The House of Worth, with which is incorporated that of Paquin, is a hundred years old. It has given the Victoria and Albert Museum some 23,000 drawings from its records, and a selection from these is now on show. Apart from a gap over the eighties they provide a continuous history of fashion. Unfortunately no dresses are to be seen; the habit of putting labels in them is comparatively recent.
Charles Frederick Worth was the first person to make women come to him to be told what to wear. Previously dressmakers went to the houses of ladies and accepted instructions. Worth was the first fashion dictator. A Lincolnshire man who had been a punter and an apprentice at Swan and Edgar’s he risked offering Princess Metternich a couple of dresses at £12 a time and won the custom of the Empress Eugénie. Those crinolines in which she parades over the sands of Trouville in Boudin’s paintings are certainly his creations.
Worth’s firm face and wandering moustache are recorded with deadly realism in a photograph. His subjects have quiet faces and enormous and elegant crinolines in the sixties; bustles make them a trifle odd in the seventies, and fake flowers and massive bows make them a matter of upholstery soon after. It is strange how these drawings can sometimes call up the ghost of a woman looking triumphantly beautiful, and at others the grumbling voice of a husband wondering why and how she could make herself look so preposterous. A group of deliberately fancy dresses of 1865 is charming in its official fantasy. One good lady has an Egyptian crinoline and another must be Eve because she has let her hair down and is wrapped up in a snake.
The faces inside the clothes smirk sweetly in the seventies, leer alarmingly under dark lids in the twenties, and are carefully blank in the forties and fifties. Stomachs (or should it be bellies?) are abnormally pulled back in the nineties – a hangover of the Grecian bend – and abnormally shoved forward in recent days. Bosoms go in and out according to taste and fancy rather than anatomy, but are at their most incredible at about the turn of the century, when they jutted out like wide, sloping shelves.

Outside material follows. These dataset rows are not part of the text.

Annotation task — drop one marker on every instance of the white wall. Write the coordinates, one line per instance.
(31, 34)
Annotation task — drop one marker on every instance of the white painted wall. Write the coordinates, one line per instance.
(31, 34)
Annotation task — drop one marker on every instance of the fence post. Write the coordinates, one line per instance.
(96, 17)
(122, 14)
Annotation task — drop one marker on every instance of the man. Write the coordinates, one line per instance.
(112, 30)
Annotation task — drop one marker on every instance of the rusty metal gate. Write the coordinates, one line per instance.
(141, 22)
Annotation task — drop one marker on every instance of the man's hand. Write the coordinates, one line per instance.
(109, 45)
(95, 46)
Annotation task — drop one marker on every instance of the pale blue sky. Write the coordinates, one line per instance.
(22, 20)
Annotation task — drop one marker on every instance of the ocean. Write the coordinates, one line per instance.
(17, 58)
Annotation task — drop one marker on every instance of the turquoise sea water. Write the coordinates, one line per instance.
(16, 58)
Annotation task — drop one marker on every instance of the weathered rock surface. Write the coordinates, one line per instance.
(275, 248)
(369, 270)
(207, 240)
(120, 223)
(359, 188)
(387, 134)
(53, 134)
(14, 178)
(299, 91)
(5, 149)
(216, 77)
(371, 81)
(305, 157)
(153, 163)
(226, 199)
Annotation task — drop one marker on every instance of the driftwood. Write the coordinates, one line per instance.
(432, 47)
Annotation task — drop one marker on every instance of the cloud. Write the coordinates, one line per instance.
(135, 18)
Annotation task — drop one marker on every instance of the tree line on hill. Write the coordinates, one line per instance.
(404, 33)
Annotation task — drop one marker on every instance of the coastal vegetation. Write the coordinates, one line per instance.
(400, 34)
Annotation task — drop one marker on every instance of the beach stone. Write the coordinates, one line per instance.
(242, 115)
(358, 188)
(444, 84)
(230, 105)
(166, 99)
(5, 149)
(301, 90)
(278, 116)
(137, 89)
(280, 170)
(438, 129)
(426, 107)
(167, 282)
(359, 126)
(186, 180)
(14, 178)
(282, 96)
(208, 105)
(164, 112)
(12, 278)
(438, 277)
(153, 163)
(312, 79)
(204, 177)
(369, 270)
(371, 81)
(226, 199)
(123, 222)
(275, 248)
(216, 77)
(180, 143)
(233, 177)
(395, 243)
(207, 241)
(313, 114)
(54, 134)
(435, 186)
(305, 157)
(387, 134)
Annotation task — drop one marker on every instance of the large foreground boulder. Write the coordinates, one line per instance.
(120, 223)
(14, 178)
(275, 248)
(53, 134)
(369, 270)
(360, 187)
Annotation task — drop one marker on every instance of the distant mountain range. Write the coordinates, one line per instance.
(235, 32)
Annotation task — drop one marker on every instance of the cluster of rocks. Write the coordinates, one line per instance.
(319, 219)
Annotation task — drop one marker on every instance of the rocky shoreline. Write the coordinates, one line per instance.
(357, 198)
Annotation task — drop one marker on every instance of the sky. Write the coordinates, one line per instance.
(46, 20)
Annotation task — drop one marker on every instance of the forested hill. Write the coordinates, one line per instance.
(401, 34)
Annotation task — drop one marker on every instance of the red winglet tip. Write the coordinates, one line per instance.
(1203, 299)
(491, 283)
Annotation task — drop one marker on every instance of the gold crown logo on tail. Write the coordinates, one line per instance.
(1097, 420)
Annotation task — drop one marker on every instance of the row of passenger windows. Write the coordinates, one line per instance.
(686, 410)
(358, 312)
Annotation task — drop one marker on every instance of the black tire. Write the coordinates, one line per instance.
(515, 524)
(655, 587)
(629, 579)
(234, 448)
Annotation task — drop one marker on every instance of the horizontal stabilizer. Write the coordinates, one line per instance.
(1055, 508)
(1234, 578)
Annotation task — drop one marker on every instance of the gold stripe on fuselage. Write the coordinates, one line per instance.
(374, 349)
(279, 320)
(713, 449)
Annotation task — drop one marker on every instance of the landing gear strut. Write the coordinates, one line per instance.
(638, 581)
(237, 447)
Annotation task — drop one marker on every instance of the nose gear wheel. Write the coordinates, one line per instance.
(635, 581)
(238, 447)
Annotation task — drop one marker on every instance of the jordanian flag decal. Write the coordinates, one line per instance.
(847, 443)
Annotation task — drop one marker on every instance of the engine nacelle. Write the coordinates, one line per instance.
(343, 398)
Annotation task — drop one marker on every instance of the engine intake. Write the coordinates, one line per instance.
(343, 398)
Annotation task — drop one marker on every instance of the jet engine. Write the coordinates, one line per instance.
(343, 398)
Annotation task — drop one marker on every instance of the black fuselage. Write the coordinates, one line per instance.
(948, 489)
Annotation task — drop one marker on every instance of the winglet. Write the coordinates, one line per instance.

Over the period waists expand, contract, rise and fall, and fade away entirely in ways which justify completely the wildest phrases about the mystery of woman. The show is an invaluable corrective to any ordinary person’s memory of fashion and corrects the dubious history supplied by the stage. Men should note that no new invention can be wilder than those which have gone before; and that many of the most outrageous, viewed in a calm, historical perspective, are rather beautiful.